There's some magic on learning rate that you played around with. Yeah. It's quite interesting. Yeah. So this is all work that came from a guy called Leslie Smith. Leslie's a researcher who, like us, cares a lot about just the practicalities of training neural networks quickly and accurately, which you would think is what everybody should care about, but almost nobody does.
And he discovered something very interesting, which he calls superconvergence, which is there are certain networks that with certain settings of high parameters could suddenly be trained 10 times faster by using a 10 times higher learning rate. Now no one published that paper because it's not an area of kind of active research in the academic world.
No academics recognize this is important. And also deep learning in academia is not considered a experimental science. So unlike in physics where you could say like, I just saw a subatomic particle do something which the theory doesn't explain, you could publish that without an explanation. And then in the next 60 years people can try to work out how to explain it.
We don't allow this in the deep learning world. So it's literally impossible for Leslie to publish a paper that says, I've just seen something amazing happen. This thing trained 10 times faster than it should have. I don't know why. And so the reviewers were like, well, you can't publish that because you don't know why.

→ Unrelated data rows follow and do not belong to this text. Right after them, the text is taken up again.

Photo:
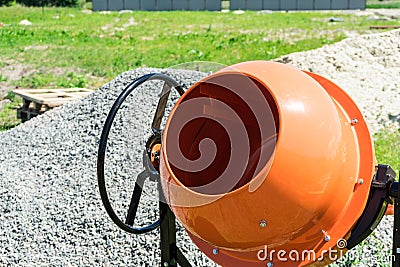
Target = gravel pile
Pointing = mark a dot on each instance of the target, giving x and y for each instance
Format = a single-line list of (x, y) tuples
[(367, 67), (50, 209)]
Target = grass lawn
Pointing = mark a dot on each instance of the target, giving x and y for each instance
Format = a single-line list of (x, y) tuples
[(383, 4), (67, 47)]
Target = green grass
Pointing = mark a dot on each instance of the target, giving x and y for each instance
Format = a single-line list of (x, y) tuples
[(66, 47), (383, 4), (99, 47)]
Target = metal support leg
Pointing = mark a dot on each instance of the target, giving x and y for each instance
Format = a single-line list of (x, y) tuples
[(171, 256), (396, 226)]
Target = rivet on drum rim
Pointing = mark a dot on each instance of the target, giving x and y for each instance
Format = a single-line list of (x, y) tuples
[(263, 223)]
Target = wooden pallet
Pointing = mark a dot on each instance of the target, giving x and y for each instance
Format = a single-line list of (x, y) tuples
[(38, 101)]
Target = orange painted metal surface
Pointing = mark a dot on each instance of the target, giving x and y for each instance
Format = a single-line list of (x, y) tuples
[(313, 146)]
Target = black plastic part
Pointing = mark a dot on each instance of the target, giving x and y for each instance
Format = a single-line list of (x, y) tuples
[(376, 205), (395, 193)]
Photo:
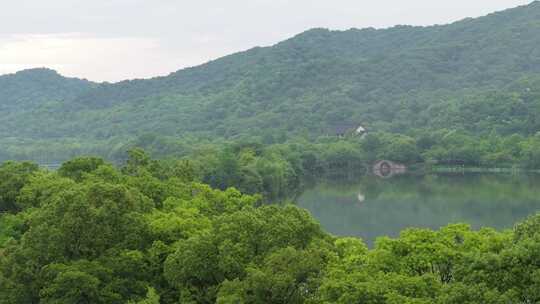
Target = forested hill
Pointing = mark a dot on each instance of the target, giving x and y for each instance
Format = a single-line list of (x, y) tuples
[(479, 76)]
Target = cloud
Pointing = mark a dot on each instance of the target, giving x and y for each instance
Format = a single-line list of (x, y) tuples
[(119, 39), (100, 58)]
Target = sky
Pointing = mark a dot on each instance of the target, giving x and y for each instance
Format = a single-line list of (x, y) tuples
[(113, 40)]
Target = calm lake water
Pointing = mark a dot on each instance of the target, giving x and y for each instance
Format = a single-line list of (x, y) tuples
[(373, 207)]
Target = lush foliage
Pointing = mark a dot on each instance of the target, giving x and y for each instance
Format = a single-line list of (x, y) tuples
[(440, 85), (149, 233)]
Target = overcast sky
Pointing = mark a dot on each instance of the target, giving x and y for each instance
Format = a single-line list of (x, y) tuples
[(111, 40)]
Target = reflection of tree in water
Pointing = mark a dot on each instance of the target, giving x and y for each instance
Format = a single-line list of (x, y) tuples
[(433, 201)]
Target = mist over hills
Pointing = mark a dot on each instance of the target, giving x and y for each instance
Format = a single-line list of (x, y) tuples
[(477, 76)]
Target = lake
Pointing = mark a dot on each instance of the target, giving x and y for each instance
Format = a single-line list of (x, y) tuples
[(373, 207)]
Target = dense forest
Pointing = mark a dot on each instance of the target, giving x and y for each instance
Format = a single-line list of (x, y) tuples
[(438, 89), (150, 232)]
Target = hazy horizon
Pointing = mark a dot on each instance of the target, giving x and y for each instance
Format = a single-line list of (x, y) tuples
[(119, 39)]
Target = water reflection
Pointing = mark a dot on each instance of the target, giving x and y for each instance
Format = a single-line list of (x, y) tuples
[(374, 207)]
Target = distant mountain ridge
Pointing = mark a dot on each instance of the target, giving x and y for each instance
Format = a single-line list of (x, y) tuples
[(400, 79)]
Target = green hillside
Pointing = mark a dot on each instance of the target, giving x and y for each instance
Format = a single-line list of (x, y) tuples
[(476, 76)]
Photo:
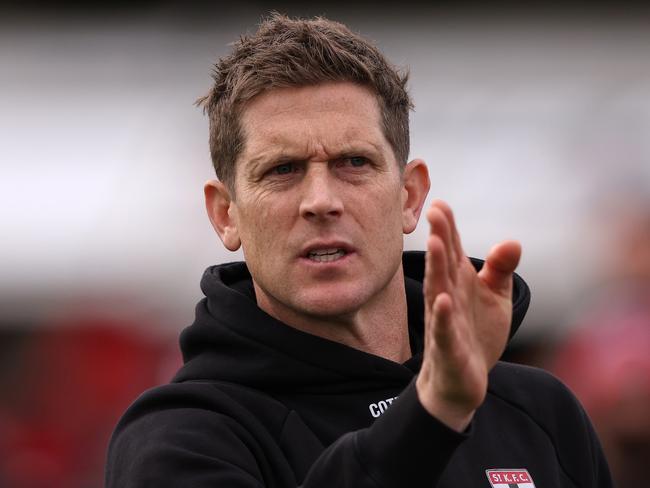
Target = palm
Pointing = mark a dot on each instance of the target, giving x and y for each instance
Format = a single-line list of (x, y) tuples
[(467, 316)]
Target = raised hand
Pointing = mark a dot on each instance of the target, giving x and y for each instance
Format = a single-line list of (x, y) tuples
[(467, 319)]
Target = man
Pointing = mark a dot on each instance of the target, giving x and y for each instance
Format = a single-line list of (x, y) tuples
[(330, 358)]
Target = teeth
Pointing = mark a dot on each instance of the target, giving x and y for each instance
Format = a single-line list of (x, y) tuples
[(326, 255)]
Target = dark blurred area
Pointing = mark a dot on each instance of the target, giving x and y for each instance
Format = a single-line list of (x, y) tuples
[(105, 237)]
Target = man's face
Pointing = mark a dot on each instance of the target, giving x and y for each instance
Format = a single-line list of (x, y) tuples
[(319, 200)]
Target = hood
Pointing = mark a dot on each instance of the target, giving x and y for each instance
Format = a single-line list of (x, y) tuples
[(233, 340)]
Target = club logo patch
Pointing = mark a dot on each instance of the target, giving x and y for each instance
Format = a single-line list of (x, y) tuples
[(509, 478)]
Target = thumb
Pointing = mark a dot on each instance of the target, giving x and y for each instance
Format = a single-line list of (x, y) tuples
[(501, 262)]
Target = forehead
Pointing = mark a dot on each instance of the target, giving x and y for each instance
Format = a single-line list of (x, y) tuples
[(326, 117)]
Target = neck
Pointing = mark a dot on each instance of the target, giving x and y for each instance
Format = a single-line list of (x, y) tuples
[(380, 327)]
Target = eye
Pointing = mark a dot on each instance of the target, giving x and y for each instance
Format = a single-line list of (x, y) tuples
[(357, 161), (283, 169)]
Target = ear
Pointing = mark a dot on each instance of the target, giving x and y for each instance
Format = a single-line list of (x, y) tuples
[(415, 189), (223, 213)]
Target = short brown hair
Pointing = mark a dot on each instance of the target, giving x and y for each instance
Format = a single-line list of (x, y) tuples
[(287, 52)]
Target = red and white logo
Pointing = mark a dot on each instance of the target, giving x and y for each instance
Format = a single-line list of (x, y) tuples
[(509, 478)]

So anyway. That's important to pause on because there's so many discoveries that would need to start like that. Every other scientific field I know of works that way. I don't know why ours is uniquely disinterested in publishing unexplained experimental results, but there it is. So it wasn't published. Having said that, I read a lot more unpublished papers than published papers because that's where you find the interesting insights.
So I absolutely read this paper and I was just like, this is astonishingly mind-blowing and weird and awesome. And like, why isn't everybody only talking about this? Because like, if you can train these things 10 times faster, they also generalize better because you're doing less epochs, which means you look at the data less, you get better accuracy.
So I've been kind of studying that ever since. And eventually Leslie kind of figured out a lot of how to get this done. And we added minor tweaks. And a big part of the trick is starting at a very low learning rate, very gradually increasing it. So as you're training your model, you would take very small steps at the start and you gradually make them bigger and bigger until eventually you're taking much bigger steps than anybody thought was possible.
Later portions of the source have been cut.